|Scenes of life|
Yesterday was probably the most important celebration in the Buddhist calendar - the Saga Dawa -which honors the day Buddha reached Enlightenment. It is in the Tibetan Calendar the fourth month's full moon. In the small area of Mt. Kailash, this was major. About 10,000 mostly Tibetan pilgrims - and a few foreigners (you could tell by their trekking gear) - arrived at the place by foot, by motorcycle, by land cruiser which was where we actually set off for the Kora. There a giant pole of prayer flags was lowered to remove the old ones (which become relics people can pick up to protect them from evil) and then, in front of the most important Lamas from the local monastery wearing extraordinary huge round red hats, a brief worship service and drumming and omming and the pole is dressed again in new prayer flags and raised til it is perfectly straight. That's it. Of course, everyone brings along prayer flags to toss onto the new hope and the ceremony was over in about two hours. The wind was freezing and clouds bonneted Mt. Kailash and I sat wrapped in my fur Tibetan skirt in the car. I guess presence counts.
|Pilgrims of all sorts at Saga Dawa|
|The Lamas at work at Saga Dawa|
|Fixing the pole - Saga Dawa|
|The pole rises at Saga Dawa|
|Women Pilgrims at Saga Dawa|
That was quite a send off for the beginning of the homeward trek, which means a return to Kathmandu to see friends, and then a bite out of luxury for a few days in Thailand. We ate a Chinese lunch of vegetables - how can someone be so skilled with a wok?? The best eggplant, cauliflower, Chinese Cabbage and fried potatoes one can experience, home cooked on the spot in a small Chinese dive across from the rest house where we had lodged twice. The smiles are bountiful there.
It dawned on me that none of the Tibetan people are fat. For one thing: they don't have dessert or sweet snacks. Those Snickers bars are out there for the tourist like me. There doesn't seem to be seafood of any sort in this landlocked nation. They don't eat bread as a given. Maybe a thick pancake like bread called just that, Tibetan bread at breakfast. Mostly it's white rice and noodles in broth. When you sit down at any table anywhere, someone hands you a paper cup with jasmine tea leaves in it and then comes with a big fat thermos painted with flowers and pours boiling water in your paper cup. Tea is the thing here.
I believe their weight secret is that Tibetans are always walking, they are always doing a Kora somewhere - it could be around Stupas or Chortans or monasteries or temples - or even "old towns" as in Lasha. There are no tennis courts, golf courses, gymnasiums, football fields, that I saw. Tibetans do it simple. They walk and walk humming prayers, chanting, carrying whirly prayer wheels, fingering long prayer beads, and focusing always on their faith. They always walk clockwise even when they pass some instantaneous monument on the road side. Go left. Always go left of a sacred icon. They walk briskly and with determination and are always covered up. There is nothing brash or over-exposed about women.
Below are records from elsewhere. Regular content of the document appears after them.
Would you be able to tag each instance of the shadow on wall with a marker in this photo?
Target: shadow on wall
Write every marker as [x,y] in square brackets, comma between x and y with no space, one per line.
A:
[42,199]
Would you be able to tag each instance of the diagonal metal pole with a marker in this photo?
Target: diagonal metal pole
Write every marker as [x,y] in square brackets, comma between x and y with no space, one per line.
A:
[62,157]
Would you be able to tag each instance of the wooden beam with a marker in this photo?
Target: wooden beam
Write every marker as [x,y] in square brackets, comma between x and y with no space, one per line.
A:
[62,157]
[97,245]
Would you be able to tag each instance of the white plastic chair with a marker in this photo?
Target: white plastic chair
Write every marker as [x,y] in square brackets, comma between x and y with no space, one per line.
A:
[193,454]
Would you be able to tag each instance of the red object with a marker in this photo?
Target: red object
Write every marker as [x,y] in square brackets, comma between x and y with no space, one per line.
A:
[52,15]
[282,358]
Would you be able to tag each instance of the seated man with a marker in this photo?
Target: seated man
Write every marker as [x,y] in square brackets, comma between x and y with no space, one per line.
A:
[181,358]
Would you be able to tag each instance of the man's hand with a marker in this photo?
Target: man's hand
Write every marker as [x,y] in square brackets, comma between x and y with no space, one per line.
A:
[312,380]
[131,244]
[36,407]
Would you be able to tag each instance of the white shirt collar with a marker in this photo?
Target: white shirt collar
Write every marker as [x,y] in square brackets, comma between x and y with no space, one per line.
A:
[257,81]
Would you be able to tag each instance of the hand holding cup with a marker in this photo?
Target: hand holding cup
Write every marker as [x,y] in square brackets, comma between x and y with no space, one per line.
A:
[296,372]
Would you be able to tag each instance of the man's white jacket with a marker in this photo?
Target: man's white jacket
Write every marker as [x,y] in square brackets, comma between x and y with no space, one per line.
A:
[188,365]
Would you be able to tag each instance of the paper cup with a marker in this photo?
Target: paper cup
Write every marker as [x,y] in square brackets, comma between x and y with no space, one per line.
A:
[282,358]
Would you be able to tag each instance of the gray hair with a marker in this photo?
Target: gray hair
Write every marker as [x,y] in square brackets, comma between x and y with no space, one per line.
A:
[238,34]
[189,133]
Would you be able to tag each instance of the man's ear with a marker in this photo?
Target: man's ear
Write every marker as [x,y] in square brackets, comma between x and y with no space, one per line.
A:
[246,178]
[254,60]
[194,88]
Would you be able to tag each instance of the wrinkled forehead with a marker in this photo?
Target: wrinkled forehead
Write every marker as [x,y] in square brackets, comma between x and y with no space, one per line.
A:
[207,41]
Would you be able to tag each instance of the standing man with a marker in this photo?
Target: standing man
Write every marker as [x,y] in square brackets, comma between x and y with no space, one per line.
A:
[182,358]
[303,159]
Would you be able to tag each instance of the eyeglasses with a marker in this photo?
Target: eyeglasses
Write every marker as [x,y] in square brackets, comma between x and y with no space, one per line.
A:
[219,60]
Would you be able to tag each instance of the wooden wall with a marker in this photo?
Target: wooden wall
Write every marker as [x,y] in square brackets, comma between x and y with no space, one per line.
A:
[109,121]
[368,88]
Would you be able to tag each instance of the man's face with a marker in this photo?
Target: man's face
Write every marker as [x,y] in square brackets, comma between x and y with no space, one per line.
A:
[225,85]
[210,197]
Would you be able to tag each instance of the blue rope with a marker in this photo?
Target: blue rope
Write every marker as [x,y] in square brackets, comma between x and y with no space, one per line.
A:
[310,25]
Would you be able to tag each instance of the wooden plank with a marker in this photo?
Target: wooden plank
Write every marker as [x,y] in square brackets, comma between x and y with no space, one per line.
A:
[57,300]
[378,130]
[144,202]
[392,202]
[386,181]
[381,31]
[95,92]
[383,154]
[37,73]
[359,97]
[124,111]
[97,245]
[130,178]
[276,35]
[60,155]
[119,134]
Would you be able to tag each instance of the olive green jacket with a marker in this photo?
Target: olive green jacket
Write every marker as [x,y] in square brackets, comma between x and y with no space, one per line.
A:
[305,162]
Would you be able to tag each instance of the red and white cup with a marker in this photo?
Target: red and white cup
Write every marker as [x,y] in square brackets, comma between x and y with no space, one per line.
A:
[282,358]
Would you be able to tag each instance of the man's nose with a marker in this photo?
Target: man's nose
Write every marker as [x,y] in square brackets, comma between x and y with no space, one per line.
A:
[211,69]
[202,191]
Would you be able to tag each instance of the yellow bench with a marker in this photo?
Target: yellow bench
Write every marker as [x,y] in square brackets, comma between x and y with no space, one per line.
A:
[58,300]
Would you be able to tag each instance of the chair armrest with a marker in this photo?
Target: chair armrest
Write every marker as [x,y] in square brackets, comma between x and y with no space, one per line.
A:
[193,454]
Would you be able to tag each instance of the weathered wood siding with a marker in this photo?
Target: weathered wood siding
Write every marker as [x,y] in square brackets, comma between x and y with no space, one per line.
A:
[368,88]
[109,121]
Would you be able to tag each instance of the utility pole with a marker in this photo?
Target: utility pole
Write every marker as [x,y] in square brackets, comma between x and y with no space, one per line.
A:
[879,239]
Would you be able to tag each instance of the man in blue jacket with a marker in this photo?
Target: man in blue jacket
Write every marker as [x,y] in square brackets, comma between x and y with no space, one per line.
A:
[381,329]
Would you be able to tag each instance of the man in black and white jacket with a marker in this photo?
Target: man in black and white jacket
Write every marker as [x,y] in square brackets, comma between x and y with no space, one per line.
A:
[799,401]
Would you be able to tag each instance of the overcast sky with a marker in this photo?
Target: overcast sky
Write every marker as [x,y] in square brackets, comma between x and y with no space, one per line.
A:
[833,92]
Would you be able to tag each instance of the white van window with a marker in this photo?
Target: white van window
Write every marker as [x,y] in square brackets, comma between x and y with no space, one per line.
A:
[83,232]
In fact they load on the clothes, probably because it's cold at high altitudes. But they wear long wrapped jumpers (wool) with silk blouses, and layers of sweaters and Down jackets and coats, comfortable walking shoes (you rarely see anyone in high heels - if so, it's a youngster) - some are red hand sewn wool boots, and always an assortment of hats (everyone's is pretty much the same style) and scarves (a group of yak women caretakers puts on a shocking pink head scarf) and always that face mask that keeps out the smoke, sand and whatever. It's hard to see expression. But somehow you feel a sort of delight as they go about their prayers and life. They move briskly even if bent with bad bones.
|The dogs at night|
I miss plants. There are no flowers anywhere, really, but some sort of roadside purple thistle-like that grows in the Lasha area. Nothing of color grows in the areas in which I traveled. No trees. Not one tree. In some areas along rivers, the government has a massive tree planting project but they are all saplings and no forest has arisen yet. Probably the most invasive sense in this part of Tibet is that constant odor that kind of clicks on a "yuck" when I walk out the door. It's the odor of Yak dung burning for warmth, mixed with incense and bowel movements from those outhouses, and smoke from cigarettes (there's no "no smoking" in these parts) and probably the odor of animals and men hard at work. Perfume could do wonders but the point is, live and let live. This is life at its purest.